Filtering with Minimum Joint Frequency

The minimum frequency can be used to adjust the results to the desired level of generality. For example decreasing the minimum to zero gives the following top 5 concepts:

Top 5 concepts associated with target ALS at min. frequency 0
concept term group jointFreq pmi rank
C4519182 AZD-7295 CHEM 1 12.58517 8.5
C0154758 Inflammatory and toxic neuropathy DISO 1 12.58517 8.5
C0154684 Other anterior horn cell diseases DISO 1 12.58517 8.5
C0154754 Hereditary and idiopathic neuropathy, unspecified DISO 2 12.58517 8.5
C2317805 multifactorial amyotrophic lateral sclerosis DISO 1 12.58517 8.5

This results in many rare concepts (only 1 or 2 occurrences) which have a high PMI with the target ALS because the latter always appears when they do. However this is hardly meaningful, especially in the case of concepts which appear only once.

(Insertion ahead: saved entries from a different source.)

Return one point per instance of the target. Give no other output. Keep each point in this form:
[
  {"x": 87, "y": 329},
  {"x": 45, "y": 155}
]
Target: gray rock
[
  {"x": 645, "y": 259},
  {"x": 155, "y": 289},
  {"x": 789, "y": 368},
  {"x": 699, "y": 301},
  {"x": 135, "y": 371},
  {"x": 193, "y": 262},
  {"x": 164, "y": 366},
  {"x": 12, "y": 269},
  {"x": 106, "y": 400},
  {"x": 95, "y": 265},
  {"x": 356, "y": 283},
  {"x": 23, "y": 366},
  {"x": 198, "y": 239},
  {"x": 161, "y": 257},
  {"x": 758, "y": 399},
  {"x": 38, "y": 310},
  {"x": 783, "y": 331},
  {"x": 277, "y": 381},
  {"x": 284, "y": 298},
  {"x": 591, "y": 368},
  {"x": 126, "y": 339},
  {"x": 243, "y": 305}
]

Note: the rank of these concepts is identical because they have exactly the same PMI with the target. In such cases where several concepts are tied, the rank is the average of the ranks that would be obtained by ordering the tied concepts arbitrarily.

It is also possible to do the oposite, that is to observe only the most general related concepts by increasing the minimum frequency, for example at 100 below:

Top 5 concepts associated with target ALS at min. frequency 100
concept term group jointFreq pmi rank
C1456383 IGFALS gene GENE 1086 11.29005 43
C4024896 Motor neuron atrophy DISO 525 11.05528 50
C0154682 Lateral Sclerosis DISO 292 10.93107 58
C1428691 C9orf72 gene GENE 1382 10.90755 60
C0524459 Lower motor neuron ANAT 893 10.86020 62

With the rare concepts discarded, the results now show frequent concepts as strongest associations. One may notice that the top PMI values are not very far from the ones observed before without any filtering. This is often the case when the target concept is very frequent, since many other concepts have a quite strong association with it, i.e. there are only small variations in association power (PMI) across a very large set of concepts. The filtering options help visualizing the most relevant relations for a particular goal.

Filtering with Semantic Types

The below top 5 concepts are obtained by selecting only the "Genes and Molecular Sequences" in the semantic filter, with a min. frequency of 100:

Top 5 concepts in the 'Genes and Molecular Sequences' category for target ALS (min. frequency 100)
concept term group jointFreq pmi rank
C1456383 IGFALS gene GENE 1086 11.29005 43
C1428691 C9orf72 gene GENE 1382 10.90755 60
C1420588 TARDBP gene GENE 2325 10.55432 89
C1421305 UBQLN2 gene GENE 124 10.39725 99
C1420306 SOD1 gene GENE 4541 10.34614 100

Note that this filter leaves only around 40 genetic concepts in the table (thanks to the minimum frequency filter). This way one can observe the difference in association strength between different concepts: while the top concepts have a high PMI close to, the concepts found at the bottom of the table have a PMI close to 0 or even slightly negative. This means that they are not especially associated with the target, and it can be seen that most of them are indeed generic terms such as "Genes", "Alleles", "DNA sequence".